Solving a Linear System or a Least Square Problem on Multiple GPUs


I am currently developing an acoustic solver. For a small problem I can solve it using a single GPU. However, for a large problem, the dense matrix generated cannot be saved on memory of a single GPU. Thus, I need to distribute the linear system to multiple GPUs. I am wondering if the Nvidia solver is capable of solving a system distributed on multiple GPUs. Thanks.


This is outside my area of expertise, but I note that the documentation for cuSOLVER ( not mention multi-GPU operation. I am curious: How large are these systems that they don’t fit into the up to 32 GB of modern GPUs? The literature seems to indicate that this is not an uncommon problem, e.g.

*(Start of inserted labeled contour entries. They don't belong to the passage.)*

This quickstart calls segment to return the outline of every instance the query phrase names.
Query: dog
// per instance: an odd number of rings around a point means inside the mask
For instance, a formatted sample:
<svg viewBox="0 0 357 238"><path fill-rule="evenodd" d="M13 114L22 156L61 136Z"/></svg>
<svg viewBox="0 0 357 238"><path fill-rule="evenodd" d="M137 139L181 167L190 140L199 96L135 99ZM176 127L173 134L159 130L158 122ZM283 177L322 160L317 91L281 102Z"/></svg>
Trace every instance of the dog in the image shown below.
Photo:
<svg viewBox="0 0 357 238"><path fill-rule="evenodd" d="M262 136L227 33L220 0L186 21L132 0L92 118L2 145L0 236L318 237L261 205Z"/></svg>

Manuel A.Diaz, Maxim A.Solovchuk, and Tony W.H.Sheu, “High-performance multi-GPU solver for describing nonlinear acoustic waves in homogeneous thermoviscous media.” Computers & Fluids, Vol. 173, 15 September 2018, Pages 195-205
“A double-precision numerical solver to describe the propagation of high-intensity ultrasound fluctuations using a novel finite-amplitude compressible acoustic model working in multiple processing units (GPUs) is presented. […] The present multi-GPU implementation aims to make the best use of every single GPU and gain optimal performance of the algorithm on the per-node basis. To assess the performance of the present solver, a typical mini-server computer with 4 Tesla K80 dual GPU accelerators is used.”

First, thank you for reminding me that the largest GPU memory is 32 GB.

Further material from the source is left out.